Dans l'ouest des Etats-Unis, où près de 2280 millions d'hectares ont brûlé depuis le début de l'année, les 20 000 à 25 000 pompiers luttant toujours contre les incendies sont au bord de l'épuisement, rapportait jeudi soir le Centre national d'information sur les incendies. Deux prisonniers de 26 et 28 ans, pompiers volontaires, ont trouvé la mort mercredi dans l'Utah, frappés par la foudre qui ne fait qu'ajouter de l'huile sur le feu.

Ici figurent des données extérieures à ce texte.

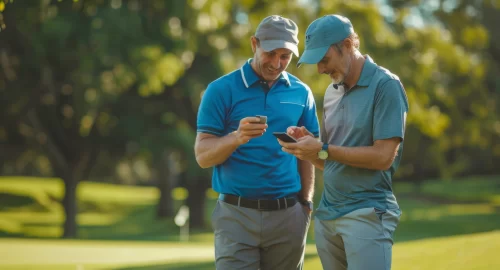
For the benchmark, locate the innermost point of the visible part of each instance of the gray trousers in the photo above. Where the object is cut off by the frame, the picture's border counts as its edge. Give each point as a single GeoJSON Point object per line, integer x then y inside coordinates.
{"type": "Point", "coordinates": [359, 240]}
{"type": "Point", "coordinates": [267, 240]}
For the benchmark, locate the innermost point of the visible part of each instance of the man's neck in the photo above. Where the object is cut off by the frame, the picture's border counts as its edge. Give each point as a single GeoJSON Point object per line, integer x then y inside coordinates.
{"type": "Point", "coordinates": [257, 72]}
{"type": "Point", "coordinates": [356, 67]}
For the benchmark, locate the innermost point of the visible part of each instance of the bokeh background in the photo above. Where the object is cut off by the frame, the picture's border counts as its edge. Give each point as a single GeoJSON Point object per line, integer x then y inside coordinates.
{"type": "Point", "coordinates": [98, 105]}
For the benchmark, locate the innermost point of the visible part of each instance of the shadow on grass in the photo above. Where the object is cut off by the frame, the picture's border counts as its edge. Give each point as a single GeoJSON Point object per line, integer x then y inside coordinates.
{"type": "Point", "coordinates": [187, 266]}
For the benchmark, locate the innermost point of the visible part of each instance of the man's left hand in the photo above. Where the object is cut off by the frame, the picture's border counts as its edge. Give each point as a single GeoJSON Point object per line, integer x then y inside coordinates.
{"type": "Point", "coordinates": [306, 148]}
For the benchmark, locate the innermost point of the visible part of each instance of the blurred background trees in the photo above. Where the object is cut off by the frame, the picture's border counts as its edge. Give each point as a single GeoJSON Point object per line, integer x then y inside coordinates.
{"type": "Point", "coordinates": [108, 90]}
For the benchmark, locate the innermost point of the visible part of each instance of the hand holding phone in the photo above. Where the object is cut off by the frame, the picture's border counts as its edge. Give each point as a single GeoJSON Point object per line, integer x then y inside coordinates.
{"type": "Point", "coordinates": [284, 137]}
{"type": "Point", "coordinates": [262, 119]}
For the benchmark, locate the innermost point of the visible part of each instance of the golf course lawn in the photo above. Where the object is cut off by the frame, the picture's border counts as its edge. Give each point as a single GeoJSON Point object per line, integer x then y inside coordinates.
{"type": "Point", "coordinates": [475, 251]}
{"type": "Point", "coordinates": [445, 225]}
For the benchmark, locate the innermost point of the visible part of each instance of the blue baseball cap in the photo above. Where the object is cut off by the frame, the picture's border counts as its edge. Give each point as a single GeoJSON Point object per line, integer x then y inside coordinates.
{"type": "Point", "coordinates": [321, 34]}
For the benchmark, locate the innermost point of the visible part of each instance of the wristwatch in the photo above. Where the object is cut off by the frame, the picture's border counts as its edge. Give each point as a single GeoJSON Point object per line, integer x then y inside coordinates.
{"type": "Point", "coordinates": [323, 153]}
{"type": "Point", "coordinates": [309, 204]}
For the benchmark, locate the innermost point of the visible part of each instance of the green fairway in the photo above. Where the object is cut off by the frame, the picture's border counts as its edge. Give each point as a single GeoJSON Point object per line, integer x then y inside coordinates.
{"type": "Point", "coordinates": [476, 251]}
{"type": "Point", "coordinates": [445, 225]}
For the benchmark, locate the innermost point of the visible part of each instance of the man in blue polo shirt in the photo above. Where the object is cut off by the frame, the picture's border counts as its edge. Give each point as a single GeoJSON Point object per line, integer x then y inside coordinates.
{"type": "Point", "coordinates": [361, 144]}
{"type": "Point", "coordinates": [263, 212]}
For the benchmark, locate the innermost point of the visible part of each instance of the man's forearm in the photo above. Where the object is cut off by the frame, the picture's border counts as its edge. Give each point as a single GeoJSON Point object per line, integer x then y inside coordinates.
{"type": "Point", "coordinates": [213, 151]}
{"type": "Point", "coordinates": [318, 163]}
{"type": "Point", "coordinates": [366, 157]}
{"type": "Point", "coordinates": [306, 171]}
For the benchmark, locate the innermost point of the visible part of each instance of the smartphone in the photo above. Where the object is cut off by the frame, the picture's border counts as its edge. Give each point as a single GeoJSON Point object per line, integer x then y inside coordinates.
{"type": "Point", "coordinates": [262, 118]}
{"type": "Point", "coordinates": [284, 137]}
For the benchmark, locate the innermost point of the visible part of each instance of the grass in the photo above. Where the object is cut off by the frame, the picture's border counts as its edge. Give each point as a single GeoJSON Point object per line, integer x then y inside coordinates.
{"type": "Point", "coordinates": [475, 251]}
{"type": "Point", "coordinates": [445, 225]}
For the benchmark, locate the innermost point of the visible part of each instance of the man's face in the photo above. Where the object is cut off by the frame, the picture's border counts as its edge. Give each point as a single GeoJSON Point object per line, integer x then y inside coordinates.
{"type": "Point", "coordinates": [336, 63]}
{"type": "Point", "coordinates": [269, 65]}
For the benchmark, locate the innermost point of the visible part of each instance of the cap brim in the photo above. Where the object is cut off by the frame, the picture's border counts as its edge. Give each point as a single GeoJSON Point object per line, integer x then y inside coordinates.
{"type": "Point", "coordinates": [269, 45]}
{"type": "Point", "coordinates": [312, 56]}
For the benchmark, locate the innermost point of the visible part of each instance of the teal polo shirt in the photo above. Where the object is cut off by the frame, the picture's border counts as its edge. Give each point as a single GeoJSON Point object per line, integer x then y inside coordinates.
{"type": "Point", "coordinates": [374, 109]}
{"type": "Point", "coordinates": [258, 169]}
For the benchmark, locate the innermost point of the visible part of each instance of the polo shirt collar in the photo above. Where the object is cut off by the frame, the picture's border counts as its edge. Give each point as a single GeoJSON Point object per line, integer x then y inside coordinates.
{"type": "Point", "coordinates": [250, 77]}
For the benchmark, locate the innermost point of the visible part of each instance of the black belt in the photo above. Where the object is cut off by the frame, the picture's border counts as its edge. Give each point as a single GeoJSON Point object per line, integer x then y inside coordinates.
{"type": "Point", "coordinates": [264, 205]}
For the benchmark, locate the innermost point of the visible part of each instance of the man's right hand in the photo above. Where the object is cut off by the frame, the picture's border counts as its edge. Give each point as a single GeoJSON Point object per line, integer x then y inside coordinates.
{"type": "Point", "coordinates": [249, 128]}
{"type": "Point", "coordinates": [298, 132]}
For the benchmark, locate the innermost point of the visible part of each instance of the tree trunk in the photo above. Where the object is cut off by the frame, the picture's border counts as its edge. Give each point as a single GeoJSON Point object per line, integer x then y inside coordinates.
{"type": "Point", "coordinates": [70, 207]}
{"type": "Point", "coordinates": [196, 203]}
{"type": "Point", "coordinates": [167, 177]}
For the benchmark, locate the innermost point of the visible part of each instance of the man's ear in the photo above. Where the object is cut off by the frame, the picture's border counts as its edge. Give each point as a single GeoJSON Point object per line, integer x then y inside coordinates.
{"type": "Point", "coordinates": [349, 44]}
{"type": "Point", "coordinates": [253, 41]}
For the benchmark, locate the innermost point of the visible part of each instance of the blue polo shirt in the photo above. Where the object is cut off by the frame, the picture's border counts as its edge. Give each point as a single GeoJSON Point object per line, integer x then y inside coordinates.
{"type": "Point", "coordinates": [258, 169]}
{"type": "Point", "coordinates": [374, 109]}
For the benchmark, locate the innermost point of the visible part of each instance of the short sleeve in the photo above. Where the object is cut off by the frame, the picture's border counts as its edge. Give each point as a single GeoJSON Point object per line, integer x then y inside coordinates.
{"type": "Point", "coordinates": [309, 118]}
{"type": "Point", "coordinates": [212, 110]}
{"type": "Point", "coordinates": [391, 108]}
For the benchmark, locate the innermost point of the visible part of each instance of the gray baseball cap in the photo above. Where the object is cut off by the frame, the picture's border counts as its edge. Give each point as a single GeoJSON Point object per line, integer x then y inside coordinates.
{"type": "Point", "coordinates": [276, 32]}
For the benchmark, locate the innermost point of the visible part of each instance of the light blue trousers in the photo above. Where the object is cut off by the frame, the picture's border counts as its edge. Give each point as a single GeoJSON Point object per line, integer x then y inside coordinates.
{"type": "Point", "coordinates": [360, 240]}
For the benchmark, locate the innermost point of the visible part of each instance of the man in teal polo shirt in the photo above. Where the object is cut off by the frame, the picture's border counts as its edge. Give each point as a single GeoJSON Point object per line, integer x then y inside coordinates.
{"type": "Point", "coordinates": [263, 212]}
{"type": "Point", "coordinates": [361, 144]}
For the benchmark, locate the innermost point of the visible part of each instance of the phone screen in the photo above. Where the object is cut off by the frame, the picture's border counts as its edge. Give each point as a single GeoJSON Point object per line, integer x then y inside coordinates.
{"type": "Point", "coordinates": [284, 137]}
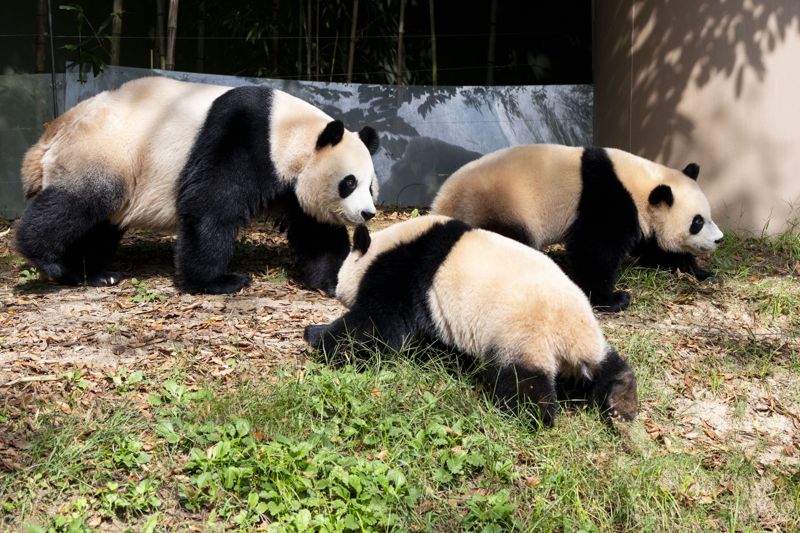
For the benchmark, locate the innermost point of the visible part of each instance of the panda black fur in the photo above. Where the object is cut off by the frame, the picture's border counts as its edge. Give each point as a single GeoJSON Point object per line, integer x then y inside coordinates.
{"type": "Point", "coordinates": [164, 154]}
{"type": "Point", "coordinates": [497, 301]}
{"type": "Point", "coordinates": [603, 203]}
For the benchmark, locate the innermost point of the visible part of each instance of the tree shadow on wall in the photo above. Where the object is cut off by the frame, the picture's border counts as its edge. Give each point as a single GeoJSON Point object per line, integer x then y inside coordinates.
{"type": "Point", "coordinates": [674, 48]}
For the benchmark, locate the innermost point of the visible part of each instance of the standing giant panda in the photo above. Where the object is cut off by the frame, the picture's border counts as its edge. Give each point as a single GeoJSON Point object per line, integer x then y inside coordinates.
{"type": "Point", "coordinates": [602, 202]}
{"type": "Point", "coordinates": [164, 154]}
{"type": "Point", "coordinates": [489, 297]}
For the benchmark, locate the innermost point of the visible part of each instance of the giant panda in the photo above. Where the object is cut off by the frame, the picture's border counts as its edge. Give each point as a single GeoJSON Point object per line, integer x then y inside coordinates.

Comme si le drame de la côte Ouest ne suffisait pas, le feu embrase maintenant le sud de l'Europe. En Grèce, 126 foyers ont éclaté jeudi sur l'ensemble du pays et la ministre de l'Intérieur, Vasso Papandréou, a qualifié la situation de «très grave» en Epire, le long de la frontière albanaise, et en Arcadie, dans le centre du Péloponnèse.

Les causes de ces violents incendies de fin d'été sont identiques à celles d'Amérique du Nord: les conditions sont exceptionnelles, de très forts vents secs se combinant avec des températures qui dépassent de 30% la moyenne des vingt dernières années: la Grèce attend une vague de chaleur culminant à 37° ce week-end. Ces éléments rendent les forêts de pins des montagnes particulièrement vulnérables aux incendies.

Vendredi à la mi-journée, sept personnes âgées y avaient trouvé la mort. Les corps carbonisés d'un couple ont été retrouvés dans la cour de leur maison, dans le village d'Agia Marina. Le front de l'incendie s'étend sur plus de 30 kilomètres et a déjà ravagé 5000 hectares de forêts, brûlant au passage plusieurs habitations et du bétail. Deux cents pompiers, épaulés par vingt-cinq véhicules, quatre avions et deux hélicoptères, se trouvent sur les lieux. Trois cents autres pompiers grecs combattent également le feu dans la région de Mégapolis, à 150 km au sud-ouest d'Athènes, où se trouve une centrale hydroélectrique. Mais les autres régions du pays ne sont pas mieux loties: des incendies font rage sur le mont Mainalou, près de Prévéza dans l'ouest du pays, sur les îles de Naxos dans les Cyclades, de Zakynthos en mer Ionienne, de Skiathos et de Chio, en mer Egée.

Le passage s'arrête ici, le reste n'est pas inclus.